Baseri is called a village but actually spans a whole mountain side and is divided into smaller sections. It can easily take over an hour to reach another section of the village by foot and can include some extreme ups and downs too.
In October 2019 we were back.
It was a priority to see first hand the equipment that we have provided to schools.
The most profound difference was at Shree Devisthan primary school, where last year we saw all classes sat on the floor, with no desks or benches and no equipment. This time the picture was very different with class two and three sat neatly at their desks, studying hard. They have also been given big blackboards from another source.
Class one and ‘playgroup’ still choose to sit on the floor as they find it easier for the smaller children, but they also have a new board.
The toilet has been rebuilt and a safe tap installed so that access to water is now easy… before there was just a small pipe from the floor.

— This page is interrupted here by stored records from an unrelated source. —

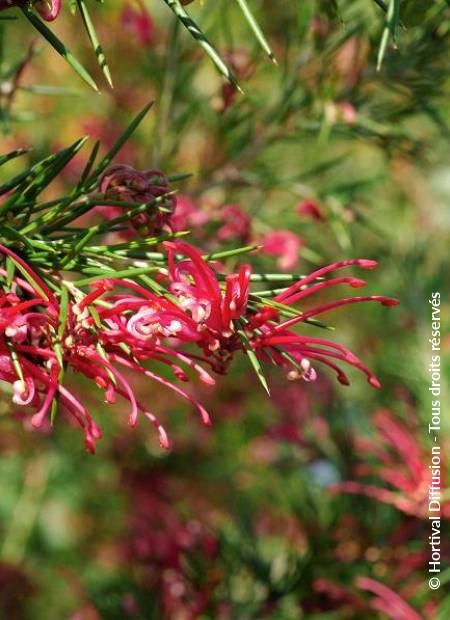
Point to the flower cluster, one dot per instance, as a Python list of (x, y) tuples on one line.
[(193, 322), (124, 183)]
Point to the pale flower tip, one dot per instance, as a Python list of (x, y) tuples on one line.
[(90, 446), (366, 263), (205, 378), (205, 418), (37, 420), (373, 381), (357, 283), (343, 380), (390, 301), (163, 439)]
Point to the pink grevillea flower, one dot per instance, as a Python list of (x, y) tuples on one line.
[(284, 244), (402, 463), (136, 20), (119, 325), (125, 184), (216, 316), (387, 601)]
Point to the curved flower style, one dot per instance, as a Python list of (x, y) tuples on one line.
[(216, 314), (120, 325), (48, 9), (401, 463)]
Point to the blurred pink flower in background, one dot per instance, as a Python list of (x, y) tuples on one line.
[(387, 601), (402, 463), (310, 209), (285, 245), (136, 20)]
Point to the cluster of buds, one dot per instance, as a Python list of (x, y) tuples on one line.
[(126, 184), (119, 326), (47, 9)]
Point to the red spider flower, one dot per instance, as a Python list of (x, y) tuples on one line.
[(218, 317), (402, 463), (120, 325)]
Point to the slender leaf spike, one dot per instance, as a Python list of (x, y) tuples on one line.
[(256, 29), (203, 41), (94, 41), (59, 47)]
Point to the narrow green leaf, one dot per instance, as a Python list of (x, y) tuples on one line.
[(254, 361), (390, 26), (256, 29), (203, 41), (12, 155), (94, 40), (59, 47), (107, 159)]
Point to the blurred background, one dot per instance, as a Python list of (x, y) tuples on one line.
[(310, 504)]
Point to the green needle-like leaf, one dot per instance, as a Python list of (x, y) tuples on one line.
[(254, 361), (391, 23), (203, 41), (59, 47), (12, 155), (94, 40), (107, 159), (256, 29)]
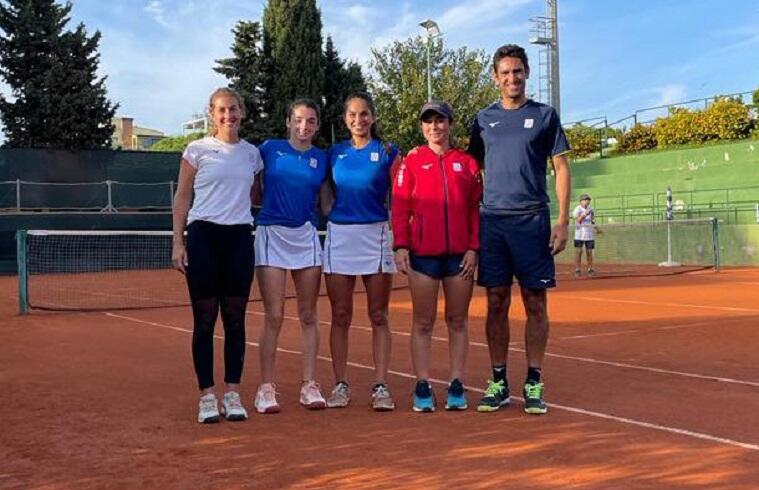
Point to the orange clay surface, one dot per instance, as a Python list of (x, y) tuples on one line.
[(652, 382)]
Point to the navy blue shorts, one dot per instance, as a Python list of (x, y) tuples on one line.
[(516, 245), (219, 260), (588, 244), (436, 266)]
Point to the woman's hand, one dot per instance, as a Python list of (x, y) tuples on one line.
[(402, 261), (468, 264), (179, 257)]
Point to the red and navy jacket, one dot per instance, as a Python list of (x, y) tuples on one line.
[(435, 202)]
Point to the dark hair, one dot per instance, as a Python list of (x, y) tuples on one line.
[(510, 51), (304, 102), (366, 97)]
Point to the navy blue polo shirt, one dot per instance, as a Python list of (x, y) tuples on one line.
[(514, 146)]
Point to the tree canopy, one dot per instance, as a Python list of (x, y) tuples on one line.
[(57, 99), (399, 84)]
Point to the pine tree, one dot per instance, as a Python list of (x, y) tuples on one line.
[(295, 65), (340, 80), (246, 71), (59, 102)]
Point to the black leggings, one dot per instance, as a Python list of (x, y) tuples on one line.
[(219, 276)]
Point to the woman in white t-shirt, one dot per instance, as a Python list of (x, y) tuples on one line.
[(585, 221), (217, 260)]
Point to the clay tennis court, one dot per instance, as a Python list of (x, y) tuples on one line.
[(652, 382)]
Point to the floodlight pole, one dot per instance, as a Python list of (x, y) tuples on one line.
[(429, 70), (432, 31)]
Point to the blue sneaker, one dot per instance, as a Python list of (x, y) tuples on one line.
[(424, 398), (456, 396)]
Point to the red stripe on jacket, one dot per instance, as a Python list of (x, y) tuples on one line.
[(435, 202)]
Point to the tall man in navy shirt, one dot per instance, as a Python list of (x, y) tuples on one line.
[(513, 139)]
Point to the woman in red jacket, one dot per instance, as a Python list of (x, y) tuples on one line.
[(435, 220)]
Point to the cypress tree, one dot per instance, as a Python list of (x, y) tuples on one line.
[(340, 80), (246, 71), (59, 102), (295, 64)]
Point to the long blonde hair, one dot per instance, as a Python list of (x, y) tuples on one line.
[(222, 91)]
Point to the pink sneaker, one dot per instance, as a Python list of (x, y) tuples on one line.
[(266, 399), (311, 396)]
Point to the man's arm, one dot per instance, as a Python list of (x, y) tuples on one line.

This have both been provided by another organisation.
It was so amazing to see such a stark difference.
We also provided 10 benches to Shivalaya Secondary School, a 40 minute walk down the mountainside. I’d never visited this school before so it was my first opportunity to experience it.
To say it was disorganised is an understatement; it was chaos! It may be just the moment that we arrived!
They have a new building in progress so are currently all crammed into a space much too small, with some classrooms divided into three using metal sheets. And temporary corrugated iron classrooms outside too.
It was great to see the benches in situ though, even if some were being used to run around!
They definitely do have some very old benches that are in need of replacing, but we will wait until they are in their new building next year to reassess what is actually necessary.
Baseri Secondary school is about one hour’s walk from where we stay with Sabin and his family, and the last part is up and up and up. So it’s high, and the view is amazing!
I walked there with Sabin, who knows all the schools and head teachers in the area, and we were joined by ex-student Sarita, who has now completed class 10 and moved to another school to continue studies.
One of the main buildings was severely damaged in the quake and has since been pulled down and a new building has been started. But it will be over a year until that is ready… so for now, class 1 to 9 are being taught in a temporary metal construction which currently has flooding in front of it so you have to walk across stepping stones to reach the classrooms.
Despite that, it’s a very organised school; children are at their desks in the makeshift classrooms and studying hard, it was nice to see one student being encouraged to go up to the board to complete a challenge.
This was the school that we supplied 8 whiteboards to earlier this year through Worldwide action and kind donator, Rachel, it was great to see them in use. The challenge is that each white board must be carried inside the surviving school building each afternoon to protect them and then carried down again each morning.
Once their new building is finished we will check back in to find out if there is any desperate need for equipment.